MSCI's broadest index of Asia-Pacific shares outside Japan climbed nearly 1% with Australia's main share index also about a percent higher. Malaysian shares were the biggest gainers, rising 3% after the ruling coalition government won a tight election.
Japanese financial markets are shut on Monday for a public holiday and will reopen on Tuesday. Britain's stock market is also shut on Monday for a national holiday, and that is expected to keep trading quiet in Europe.
Financial spreadbetter IG expected Germany's DAX open 1 point higher, flat in percentage terms, and France's CAC 40 to open 2.2 points lower, or down up to 0.1%.
The gains in Asian stock and commodity markets followed after data on Friday that showed U.S. employment rose at a faster pace than expected in April. Hiring was much stronger than previously reported in the prior two months, a relief to investors nervous of a U.S. slowdown.
But other U.S. data, including a survey of the vast services sector, was less encouraging and led investors to suspect that the Federal Reserve will probably maintain its aggressive stimulus programme.
"From the market's point of view, this is a Goldilocks scenario - good enough to provide reasonable growth in corporate revenues but not strong enough to trigger more than a mild tapering in the Fed's asset purchase program," said Ric Spooner, chief market analyst at CMC Markets.
The data helped lift U.S. Treasury yields. The dollar however was less consistent, gaining against the Australian dollar and keeping Friday's gains against the low-yielding yen, but losing ground to emerging Asian currencies.
Having rallied more than 1% against the yen on Friday, the dollar last traded at 99.06 yen, nearly flat on the day. It is within a hair's breath of the 4-year peak nudging 100 that it scaled last month.
The yen was likely to stay on the defensive after the boost to risk sentiment from the better-than-expected U.S. jobs data, said Satoshi Okagawa, senior global markets analyst for Sumitomo Mitsui Banking Corporation in Singapore.
"Rather than dollar strength, the sentiment is more along the lines of going risk-on. It feels like yen-selling with cross/yen pairs leading the way," Okagawa said.
AUSSIE FALTERS
While other currencies in Asia outperformed the greenback, the Aussie slipped 0.3 % to $1.0285, although it stayed off last week's low near $1.0220.
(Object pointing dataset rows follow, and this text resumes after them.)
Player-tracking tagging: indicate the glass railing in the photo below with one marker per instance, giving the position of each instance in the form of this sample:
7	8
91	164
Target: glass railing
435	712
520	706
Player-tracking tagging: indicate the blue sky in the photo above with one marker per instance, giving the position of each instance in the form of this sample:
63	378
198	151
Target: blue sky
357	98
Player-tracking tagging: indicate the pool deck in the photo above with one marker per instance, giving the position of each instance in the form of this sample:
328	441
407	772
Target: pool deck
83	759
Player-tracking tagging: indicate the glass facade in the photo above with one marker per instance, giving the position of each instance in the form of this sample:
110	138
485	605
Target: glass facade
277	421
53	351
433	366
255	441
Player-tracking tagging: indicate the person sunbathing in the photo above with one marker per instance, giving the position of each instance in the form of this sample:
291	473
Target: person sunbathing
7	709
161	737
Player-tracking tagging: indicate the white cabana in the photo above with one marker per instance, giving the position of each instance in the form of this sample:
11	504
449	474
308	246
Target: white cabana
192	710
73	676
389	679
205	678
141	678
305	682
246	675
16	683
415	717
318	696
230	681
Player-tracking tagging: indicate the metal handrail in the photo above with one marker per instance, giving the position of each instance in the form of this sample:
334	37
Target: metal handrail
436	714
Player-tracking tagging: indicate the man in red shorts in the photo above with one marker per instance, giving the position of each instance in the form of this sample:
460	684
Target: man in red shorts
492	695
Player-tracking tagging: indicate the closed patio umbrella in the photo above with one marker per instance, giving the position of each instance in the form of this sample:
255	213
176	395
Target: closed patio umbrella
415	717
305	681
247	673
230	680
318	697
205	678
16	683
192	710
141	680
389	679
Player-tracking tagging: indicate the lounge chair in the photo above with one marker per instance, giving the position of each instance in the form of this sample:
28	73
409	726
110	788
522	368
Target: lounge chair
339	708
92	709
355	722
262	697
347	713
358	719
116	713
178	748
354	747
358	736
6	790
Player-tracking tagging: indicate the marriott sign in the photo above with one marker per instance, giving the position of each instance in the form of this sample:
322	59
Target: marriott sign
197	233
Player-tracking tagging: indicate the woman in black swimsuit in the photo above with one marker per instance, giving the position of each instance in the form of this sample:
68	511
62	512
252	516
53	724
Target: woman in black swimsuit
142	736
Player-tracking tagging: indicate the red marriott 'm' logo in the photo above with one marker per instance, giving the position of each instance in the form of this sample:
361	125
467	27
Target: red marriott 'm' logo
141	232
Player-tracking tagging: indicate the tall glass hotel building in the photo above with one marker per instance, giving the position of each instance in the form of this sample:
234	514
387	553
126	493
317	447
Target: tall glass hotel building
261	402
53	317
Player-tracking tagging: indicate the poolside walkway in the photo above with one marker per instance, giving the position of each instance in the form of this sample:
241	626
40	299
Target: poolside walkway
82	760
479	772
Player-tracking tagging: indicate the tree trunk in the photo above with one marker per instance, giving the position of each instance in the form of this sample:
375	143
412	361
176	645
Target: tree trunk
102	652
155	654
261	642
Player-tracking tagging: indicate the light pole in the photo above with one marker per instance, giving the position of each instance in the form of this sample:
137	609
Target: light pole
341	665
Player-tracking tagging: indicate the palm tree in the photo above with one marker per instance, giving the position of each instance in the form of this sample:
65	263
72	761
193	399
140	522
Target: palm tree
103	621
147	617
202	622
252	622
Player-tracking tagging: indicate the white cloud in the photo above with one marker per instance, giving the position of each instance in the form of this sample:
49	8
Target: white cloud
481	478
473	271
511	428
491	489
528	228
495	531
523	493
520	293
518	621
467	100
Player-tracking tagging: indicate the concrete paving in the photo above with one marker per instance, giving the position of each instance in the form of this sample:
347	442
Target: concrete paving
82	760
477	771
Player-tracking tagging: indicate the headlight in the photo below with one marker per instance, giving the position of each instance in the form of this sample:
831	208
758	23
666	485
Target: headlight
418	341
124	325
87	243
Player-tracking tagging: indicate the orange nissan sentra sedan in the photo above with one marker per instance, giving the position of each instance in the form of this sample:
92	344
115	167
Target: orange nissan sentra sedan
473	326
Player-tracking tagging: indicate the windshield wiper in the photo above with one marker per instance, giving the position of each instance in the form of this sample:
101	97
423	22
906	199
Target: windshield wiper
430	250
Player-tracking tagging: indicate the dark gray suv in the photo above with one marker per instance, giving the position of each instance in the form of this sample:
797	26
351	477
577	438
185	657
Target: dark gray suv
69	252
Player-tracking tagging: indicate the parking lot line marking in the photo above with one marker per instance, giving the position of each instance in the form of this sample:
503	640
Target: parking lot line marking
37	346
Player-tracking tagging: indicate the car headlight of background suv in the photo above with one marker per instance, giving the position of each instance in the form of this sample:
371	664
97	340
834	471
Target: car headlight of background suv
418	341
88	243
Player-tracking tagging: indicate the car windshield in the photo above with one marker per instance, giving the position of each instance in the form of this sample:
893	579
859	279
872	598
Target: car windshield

The decline followed local retail sales data, where the monthly data disappointed markets but the quarterly number, coupled with U.S. jobs data, gave markets reason to slightly tone down expectations of a cut in interest rates at the Reserve Bank of Australia's policy meeting on Tuesday.
Commodities also added to gains, having powered higher on Friday in the wake of the U.S. jobs report. U.S. crude rose more than 1% towards $97.00 a barrel, reaching fresh one-month highs.
Shanghai copper futures jumped by their 5% daily limit on Monday, tracking sharp gains in London in the previous session. London copper surged more than 6% on Friday in its biggest daily rise since October 2011.
However, to put its move in perspective, copper had fallen nearly 20% in the past three months partly on worries about a slowing global economy.
Malaysia's ringgit and stock market were the regional standouts on Monday, with the ringgit hitting a 20-month high after Sunday's election saw the governing coalition extend its half-century rule, albeit with its worst-ever performance.
The National Front, or Barisan National (BN), won 133 seats in the 222-member parliament in Sunday's election, although it failed to regain the two-thirds majority it lost for the first time in 2008.